Has Trouble Pronouncing Some Words
At home:
Your child refers to his yellow shirt as lellow.
At school:
Your child takes longer than other kids to string together long sentences.
The issue:
Kids with dyspraxia can have trouble coordinating muscle movements in the mouth. Professionals also refer to this as “apraxia.”

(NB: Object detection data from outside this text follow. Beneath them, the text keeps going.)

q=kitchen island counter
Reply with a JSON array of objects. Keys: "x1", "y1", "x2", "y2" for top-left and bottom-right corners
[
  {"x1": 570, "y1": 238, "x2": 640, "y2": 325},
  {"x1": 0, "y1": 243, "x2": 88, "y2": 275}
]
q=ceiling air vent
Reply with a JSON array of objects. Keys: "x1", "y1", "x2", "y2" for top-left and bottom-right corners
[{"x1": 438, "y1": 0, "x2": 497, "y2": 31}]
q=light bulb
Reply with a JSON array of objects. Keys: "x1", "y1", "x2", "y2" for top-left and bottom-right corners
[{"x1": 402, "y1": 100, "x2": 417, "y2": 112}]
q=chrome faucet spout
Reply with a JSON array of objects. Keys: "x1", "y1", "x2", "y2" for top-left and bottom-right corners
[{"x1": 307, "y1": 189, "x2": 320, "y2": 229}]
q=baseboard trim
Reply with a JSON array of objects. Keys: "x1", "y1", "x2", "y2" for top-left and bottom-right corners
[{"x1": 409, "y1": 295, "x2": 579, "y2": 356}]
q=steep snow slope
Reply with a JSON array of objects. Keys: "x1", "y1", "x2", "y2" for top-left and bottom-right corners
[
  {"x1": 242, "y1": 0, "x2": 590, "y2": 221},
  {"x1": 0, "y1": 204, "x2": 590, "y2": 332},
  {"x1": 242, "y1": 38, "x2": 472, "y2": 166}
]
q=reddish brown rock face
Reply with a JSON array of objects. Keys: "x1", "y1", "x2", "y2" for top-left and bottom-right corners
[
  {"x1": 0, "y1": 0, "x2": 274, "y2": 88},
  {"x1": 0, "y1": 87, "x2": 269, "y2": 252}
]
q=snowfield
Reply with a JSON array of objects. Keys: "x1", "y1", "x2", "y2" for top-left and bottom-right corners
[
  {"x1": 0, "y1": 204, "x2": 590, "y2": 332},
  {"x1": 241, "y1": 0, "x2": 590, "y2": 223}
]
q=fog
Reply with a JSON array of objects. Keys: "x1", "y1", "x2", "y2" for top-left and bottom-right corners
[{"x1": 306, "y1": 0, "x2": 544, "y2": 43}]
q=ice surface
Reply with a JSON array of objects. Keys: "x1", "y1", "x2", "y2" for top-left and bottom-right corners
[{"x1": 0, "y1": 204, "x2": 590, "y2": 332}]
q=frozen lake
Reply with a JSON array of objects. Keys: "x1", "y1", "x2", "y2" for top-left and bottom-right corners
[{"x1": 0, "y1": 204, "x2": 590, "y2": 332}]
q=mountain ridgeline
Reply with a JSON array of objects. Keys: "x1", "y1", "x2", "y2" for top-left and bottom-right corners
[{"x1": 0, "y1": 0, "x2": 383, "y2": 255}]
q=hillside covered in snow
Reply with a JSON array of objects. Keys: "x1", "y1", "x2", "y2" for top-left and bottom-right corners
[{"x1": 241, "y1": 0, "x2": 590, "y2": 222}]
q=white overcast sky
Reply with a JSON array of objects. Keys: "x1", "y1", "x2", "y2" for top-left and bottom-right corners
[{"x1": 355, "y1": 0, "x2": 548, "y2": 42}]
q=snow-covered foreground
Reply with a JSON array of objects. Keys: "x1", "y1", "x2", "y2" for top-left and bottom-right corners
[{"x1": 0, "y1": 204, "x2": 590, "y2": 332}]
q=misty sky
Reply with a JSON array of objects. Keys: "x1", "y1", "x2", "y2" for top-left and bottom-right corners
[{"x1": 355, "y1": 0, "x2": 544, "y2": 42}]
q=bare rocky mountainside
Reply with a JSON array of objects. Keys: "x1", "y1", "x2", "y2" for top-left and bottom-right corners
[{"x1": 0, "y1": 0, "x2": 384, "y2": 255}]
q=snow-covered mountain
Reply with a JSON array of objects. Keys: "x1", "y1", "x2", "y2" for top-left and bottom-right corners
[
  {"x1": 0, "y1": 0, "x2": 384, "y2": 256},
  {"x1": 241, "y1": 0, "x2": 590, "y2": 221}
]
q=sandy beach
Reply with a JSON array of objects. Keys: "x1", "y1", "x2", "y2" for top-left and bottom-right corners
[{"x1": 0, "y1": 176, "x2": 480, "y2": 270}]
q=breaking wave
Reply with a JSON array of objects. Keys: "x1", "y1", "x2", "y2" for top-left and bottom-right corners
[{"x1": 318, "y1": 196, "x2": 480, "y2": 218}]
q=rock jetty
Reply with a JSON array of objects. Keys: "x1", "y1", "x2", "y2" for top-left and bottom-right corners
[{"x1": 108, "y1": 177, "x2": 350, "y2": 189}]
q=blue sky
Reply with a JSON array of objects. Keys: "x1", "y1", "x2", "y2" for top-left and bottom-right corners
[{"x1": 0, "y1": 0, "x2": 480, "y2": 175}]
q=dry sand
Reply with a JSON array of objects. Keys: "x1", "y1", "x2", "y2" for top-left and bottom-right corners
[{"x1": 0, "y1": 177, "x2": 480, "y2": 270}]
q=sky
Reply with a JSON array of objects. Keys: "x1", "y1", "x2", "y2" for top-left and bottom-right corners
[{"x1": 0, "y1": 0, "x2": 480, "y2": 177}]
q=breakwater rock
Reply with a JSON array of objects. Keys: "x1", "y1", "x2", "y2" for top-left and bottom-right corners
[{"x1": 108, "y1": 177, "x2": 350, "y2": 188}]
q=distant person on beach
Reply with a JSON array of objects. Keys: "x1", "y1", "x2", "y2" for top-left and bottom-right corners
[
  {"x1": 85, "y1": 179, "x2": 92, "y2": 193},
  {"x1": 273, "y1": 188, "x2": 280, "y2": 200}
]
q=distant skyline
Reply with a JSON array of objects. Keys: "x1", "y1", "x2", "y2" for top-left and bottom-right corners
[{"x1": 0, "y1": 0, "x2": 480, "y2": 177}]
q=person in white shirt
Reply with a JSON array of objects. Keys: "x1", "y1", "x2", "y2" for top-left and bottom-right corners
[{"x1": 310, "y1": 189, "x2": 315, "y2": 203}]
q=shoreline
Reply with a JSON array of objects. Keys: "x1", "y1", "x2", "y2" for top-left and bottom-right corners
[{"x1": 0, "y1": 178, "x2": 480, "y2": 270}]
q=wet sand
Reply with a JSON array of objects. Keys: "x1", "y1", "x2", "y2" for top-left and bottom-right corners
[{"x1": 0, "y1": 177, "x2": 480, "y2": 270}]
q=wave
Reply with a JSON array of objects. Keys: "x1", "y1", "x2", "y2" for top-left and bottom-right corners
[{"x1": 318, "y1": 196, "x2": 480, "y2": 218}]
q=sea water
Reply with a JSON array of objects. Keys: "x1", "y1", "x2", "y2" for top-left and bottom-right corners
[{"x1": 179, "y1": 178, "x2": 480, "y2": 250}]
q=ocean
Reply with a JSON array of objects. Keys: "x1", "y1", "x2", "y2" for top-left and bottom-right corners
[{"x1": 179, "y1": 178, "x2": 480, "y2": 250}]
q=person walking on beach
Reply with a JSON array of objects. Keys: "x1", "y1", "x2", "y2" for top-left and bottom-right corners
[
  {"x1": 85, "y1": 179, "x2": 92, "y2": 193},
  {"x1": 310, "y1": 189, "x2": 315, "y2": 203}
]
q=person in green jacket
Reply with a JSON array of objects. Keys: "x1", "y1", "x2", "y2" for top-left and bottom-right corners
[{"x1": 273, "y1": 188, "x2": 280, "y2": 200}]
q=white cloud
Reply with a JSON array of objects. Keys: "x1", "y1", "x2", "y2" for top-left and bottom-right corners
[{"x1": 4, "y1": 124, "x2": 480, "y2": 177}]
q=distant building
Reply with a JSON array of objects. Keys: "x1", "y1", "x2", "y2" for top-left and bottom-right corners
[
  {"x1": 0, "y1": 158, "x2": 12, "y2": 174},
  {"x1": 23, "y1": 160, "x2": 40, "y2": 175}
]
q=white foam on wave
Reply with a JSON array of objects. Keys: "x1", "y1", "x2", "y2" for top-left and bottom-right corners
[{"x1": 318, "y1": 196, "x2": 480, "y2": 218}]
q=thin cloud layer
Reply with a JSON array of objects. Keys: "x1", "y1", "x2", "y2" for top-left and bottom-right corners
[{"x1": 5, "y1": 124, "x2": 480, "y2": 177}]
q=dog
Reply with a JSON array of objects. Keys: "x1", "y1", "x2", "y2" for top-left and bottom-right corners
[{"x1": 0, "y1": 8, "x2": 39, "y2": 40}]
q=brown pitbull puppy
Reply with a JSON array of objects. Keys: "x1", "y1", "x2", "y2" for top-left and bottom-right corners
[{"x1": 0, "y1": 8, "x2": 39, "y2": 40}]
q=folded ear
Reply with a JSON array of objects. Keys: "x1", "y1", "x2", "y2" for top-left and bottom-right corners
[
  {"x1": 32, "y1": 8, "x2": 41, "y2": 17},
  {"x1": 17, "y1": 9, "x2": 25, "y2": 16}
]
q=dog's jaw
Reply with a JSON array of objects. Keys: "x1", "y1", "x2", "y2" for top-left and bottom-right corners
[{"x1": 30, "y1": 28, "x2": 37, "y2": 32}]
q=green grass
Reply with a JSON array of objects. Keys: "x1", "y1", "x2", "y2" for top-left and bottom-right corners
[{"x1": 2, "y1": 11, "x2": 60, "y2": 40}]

Has Trouble Learning Sports
At home:
Your child isn’t able to throw or catch a ball.
At school:
Your child isn’t able to jump rope.
The issue:
Kids with dyspraxia can have trouble coordinating big muscle movements. Professionals refer to this as a weakness in gross motor skills.
Struggles With Art Projects
At home:
Your child has difficulty using scissors.
At school:
Your child doesn’t know how to hold crayons properly.
The issue:
Kids with dyspraxia can struggle to make small muscle movements, too. These are called fine motor skills.
Is Clumsy
At home:
Your child trips and bump into walls, even at home.
At school:
Your child tends to bump into other kids.
The issue:
Kids with dyspraxia can have trouble maintaining balance.
Graphic of Dyspraxia: What You’re Seeing in Your Preschooler
Graphic of Dyspraxia: What You’re Seeing in Your Preschooler

About the Author

Portrait of Erica Patino

Erica Patino

Erica Patino is an online writer and editor who specializes in health and wellness content.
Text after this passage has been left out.